Ya de mayor, comprendí que la promesa era una amenaza. Comprendí que, en efecto, mi madre no moriría ni después de muerta. Las fuerzas de la naturaleza no mueren, se dispersan, y mi madre era una fuerza de la naturaleza. Muchas veces me he preguntado si en el momento de ofrecerme su inmortalidad estaba eufórica o deprimida. Lo lógico, dada la situación, es que estuviese deprimida, de modo que cabe imaginar cómo serían sus euforias.

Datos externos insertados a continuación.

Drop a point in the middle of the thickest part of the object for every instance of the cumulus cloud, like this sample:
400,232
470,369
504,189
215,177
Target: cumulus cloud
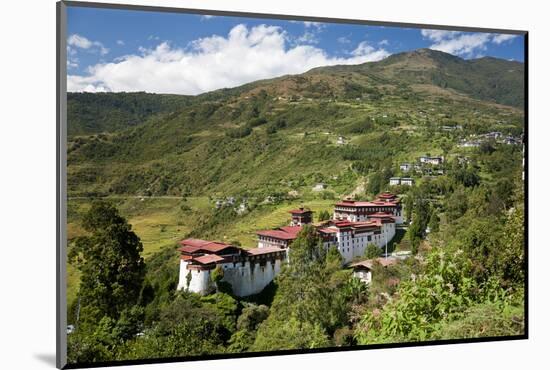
76,41
244,55
316,25
499,39
465,44
307,38
343,40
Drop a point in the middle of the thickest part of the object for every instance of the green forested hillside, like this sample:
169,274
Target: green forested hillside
277,134
222,165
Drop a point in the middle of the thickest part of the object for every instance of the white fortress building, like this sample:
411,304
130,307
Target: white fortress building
248,271
355,226
356,211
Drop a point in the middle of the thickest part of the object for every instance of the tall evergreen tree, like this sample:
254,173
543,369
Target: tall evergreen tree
110,262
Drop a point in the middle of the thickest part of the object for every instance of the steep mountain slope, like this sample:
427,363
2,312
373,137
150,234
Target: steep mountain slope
280,135
488,78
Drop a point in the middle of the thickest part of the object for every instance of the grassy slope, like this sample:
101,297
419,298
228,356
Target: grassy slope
186,152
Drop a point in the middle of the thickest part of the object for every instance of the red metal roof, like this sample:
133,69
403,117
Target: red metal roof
327,230
265,250
300,211
375,203
208,259
197,245
283,233
369,263
276,234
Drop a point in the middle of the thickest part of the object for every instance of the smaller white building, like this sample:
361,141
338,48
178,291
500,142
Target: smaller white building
319,187
395,181
363,269
405,167
431,160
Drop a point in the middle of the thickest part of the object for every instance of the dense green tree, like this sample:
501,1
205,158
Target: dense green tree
112,270
372,251
324,215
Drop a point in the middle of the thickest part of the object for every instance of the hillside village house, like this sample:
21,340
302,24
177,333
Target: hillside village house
408,181
395,181
405,167
319,187
431,160
355,225
363,269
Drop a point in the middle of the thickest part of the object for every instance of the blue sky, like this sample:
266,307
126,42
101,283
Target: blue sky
123,50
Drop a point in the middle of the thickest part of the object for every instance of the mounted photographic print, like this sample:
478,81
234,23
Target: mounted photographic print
235,184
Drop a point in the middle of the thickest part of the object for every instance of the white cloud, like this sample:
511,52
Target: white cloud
465,44
500,38
244,55
307,38
317,25
438,35
81,42
343,40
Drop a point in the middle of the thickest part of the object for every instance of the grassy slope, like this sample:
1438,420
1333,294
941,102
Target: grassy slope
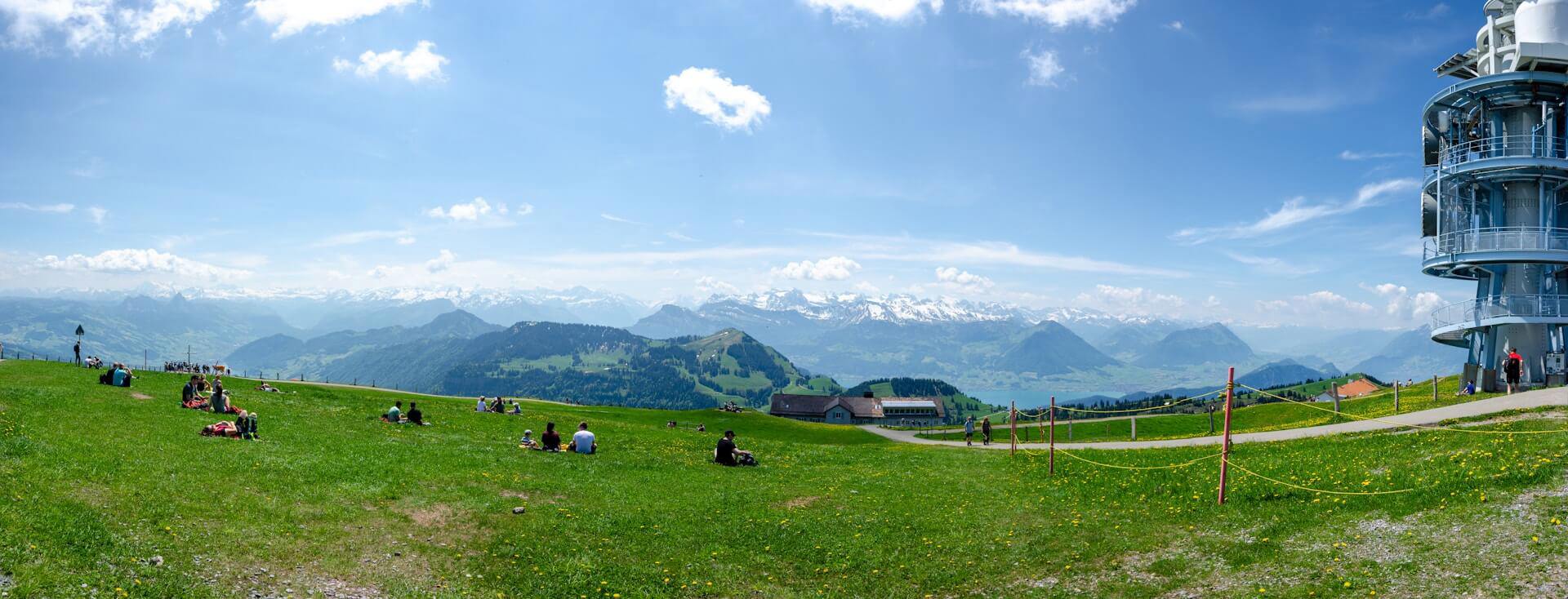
333,498
1250,419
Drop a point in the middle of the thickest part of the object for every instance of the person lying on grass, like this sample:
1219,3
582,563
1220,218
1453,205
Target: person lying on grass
550,439
726,452
582,441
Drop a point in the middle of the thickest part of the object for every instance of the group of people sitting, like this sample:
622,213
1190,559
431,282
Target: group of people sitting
117,375
397,416
584,441
195,396
499,406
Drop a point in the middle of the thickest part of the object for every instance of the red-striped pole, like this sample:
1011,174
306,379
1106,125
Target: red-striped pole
1053,435
1225,441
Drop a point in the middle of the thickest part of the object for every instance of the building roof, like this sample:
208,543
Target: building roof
1356,388
819,405
858,406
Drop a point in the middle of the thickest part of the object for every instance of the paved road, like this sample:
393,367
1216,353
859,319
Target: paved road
1526,400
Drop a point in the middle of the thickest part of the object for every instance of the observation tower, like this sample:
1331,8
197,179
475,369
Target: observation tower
1496,180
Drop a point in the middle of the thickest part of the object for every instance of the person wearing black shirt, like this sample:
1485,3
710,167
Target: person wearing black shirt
414,416
550,439
728,454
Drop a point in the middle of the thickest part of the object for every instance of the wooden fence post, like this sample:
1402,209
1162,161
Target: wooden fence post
1012,428
1225,442
1053,469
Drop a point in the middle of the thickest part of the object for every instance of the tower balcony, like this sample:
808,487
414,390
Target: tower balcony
1450,322
1454,255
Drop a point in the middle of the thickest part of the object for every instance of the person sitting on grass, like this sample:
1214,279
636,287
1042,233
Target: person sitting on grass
582,441
414,416
247,425
550,439
394,415
726,452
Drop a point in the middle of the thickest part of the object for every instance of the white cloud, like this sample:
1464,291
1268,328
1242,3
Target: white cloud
441,262
354,237
1370,156
294,16
1297,212
38,207
828,268
479,212
417,64
1402,304
98,24
1321,308
613,219
715,98
852,11
710,286
963,279
1131,300
1058,13
138,260
1043,68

Empleé gran parte de mi análisis en intentar verla como una mujer frágil, pues detrás de caracteres tan poderosos se oculta con frecuencia una debilidad insoportable. Creo que no lo conseguí. Mi madre murió, si es que murió, como una fuerza de la naturaleza. La operaron siete u ocho veces. No había parte de su cuerpo por la que no hubiera pasado el bisturí (el bisturí eléctrico) y de todas las operaciones salía adelante. Es cierto que caminaba con dificultad, pero como habría caminado con dificultad un ciclón, como se habría desplazado con dificultad un huracán, una tormenta… Estuvo varios días o varias semanas en coma. Pero se trataba de un coma de una intensidad desusada. Era un bloque de granito en coma. Mis hermanos y yo nos turnábamos para pasar la noche con ella. En aquella época, yo estaba convencido de haberme separado emocionalmente de mi madre. No sufría viéndola agonizar. Creía que para mí había fallecido hacía años y que su muerte real, física, no sería sino un trámite burocrático. En su habitación había una cama para el acompañante. Antes de acostarme, me fumaba fríamente un canuto y me perdía en ensoñaciones lúgubres asomado a la ventana. Algún día, antes de meterme entre las sábanas, me detenía frente a su cabecera y le observaba el rostro y las manos en busca de algún síntoma de vida, de algún intento de comunicación. Creo que la llamé -mamá, mamá- en un par de ocasiones.
Después de la muerte de mi madre, todo volvió aparentemente a la normalidad, pero pasados unos meses, quizá un año, empecé a enfermar. Fue un proceso lento, insidioso, invisible. La enfermedad se movía por el interior de mi cuerpo como un fantasma por el interior de una mansión abandonada. Unos días estaba en los pulmones; otros, en el estómago, en la garganta, en la cabeza… A veces, en los ojos.